Months after a July 5, 2009 riot left hundreds dead in the region’s capital of Urumqi, Zhu was tapped to replace the city’s chief. Beijing almost always flew in officials from other provinces for the job, in part as training for higher posts. But central officials on a fact-finding mission in Urumqi concluded that Zhu, seen as tougher than his predecessor, needed to take charge.
“They were super unhappy,” said a Uighur former cadre who declined to be named out of fear of retribution. “It had never happened before, but because locals said he was outstanding at maintaining stability, he was snatched up and installed as Urumqi Party Secretary.”
Upon appointment, Zhu spent three days holed up in the city’s police command, vowing to tighten the government’s grip. Police swept through Uighur neighborhoods, brandishing rifles and rounding up hundreds for trial. Tens of thousands of surveillance cameras were installed.
But instead of healing ethnic divisions, the crackdown hardened them. Matters came to a head in April 2014, when Chinese President Xi Jinping came to Xinjiang on a state visit. Just hours after his departure, bombs tore through an Urumqi train station, killing three and injuring 79.
Xi vowed to clamp down even harder.
In 2016, Beijing appointed a new leader for Xinjiang — Chen Quanguo. Chen, whose first name means “whole country”, had built a reputation as a hard-hitting official who pioneered digital surveillance tactics in Tibet.

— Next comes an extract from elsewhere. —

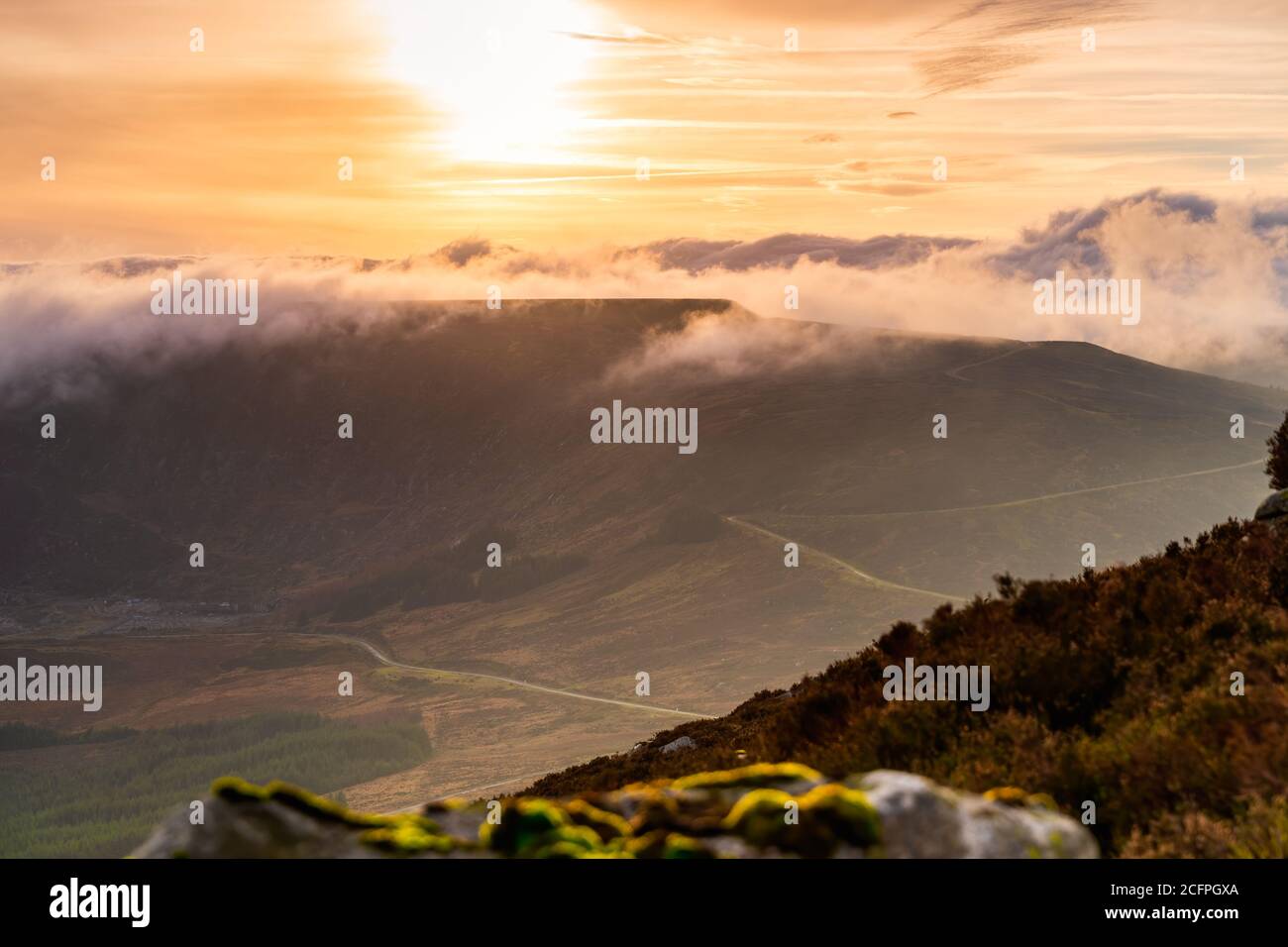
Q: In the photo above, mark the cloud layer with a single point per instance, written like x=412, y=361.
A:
x=1214, y=275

Zhu was his right-hand man. Appointed head of the region’s security and legal apparatus, Zhu laid the groundwork for an all-seeing state surveillance system that could automatically identify targets for arrest. He crisscrossed the region to inspect internment centers, police stations, checkpoints and other components of an emerging surveillance and detention apparatus.
After Chen’s arrival, Uighurs began disappearing by the thousands. The leaked documents show that Zhu directed mass arrests, signing off on notices ordering police to use digital surveillance to investigate people for having visited foreign countries, using certain mobile applications, or being related to “suspicious persons”. State television shows that Zhu continued on his relentless tour of Xinjiang’s camps, checkpoints, and police stations, personally guiding the mass detention campaign.
Zhu stepped down last year after turning 60, in line with traditional practice for Communist Party cadres of Zhu’s rank. Chen remains in his post.
“Chen Quanguo came in the name of the Party,” said the Uighur businessman. “Zhu knows how to implement, who to capture, what to do.”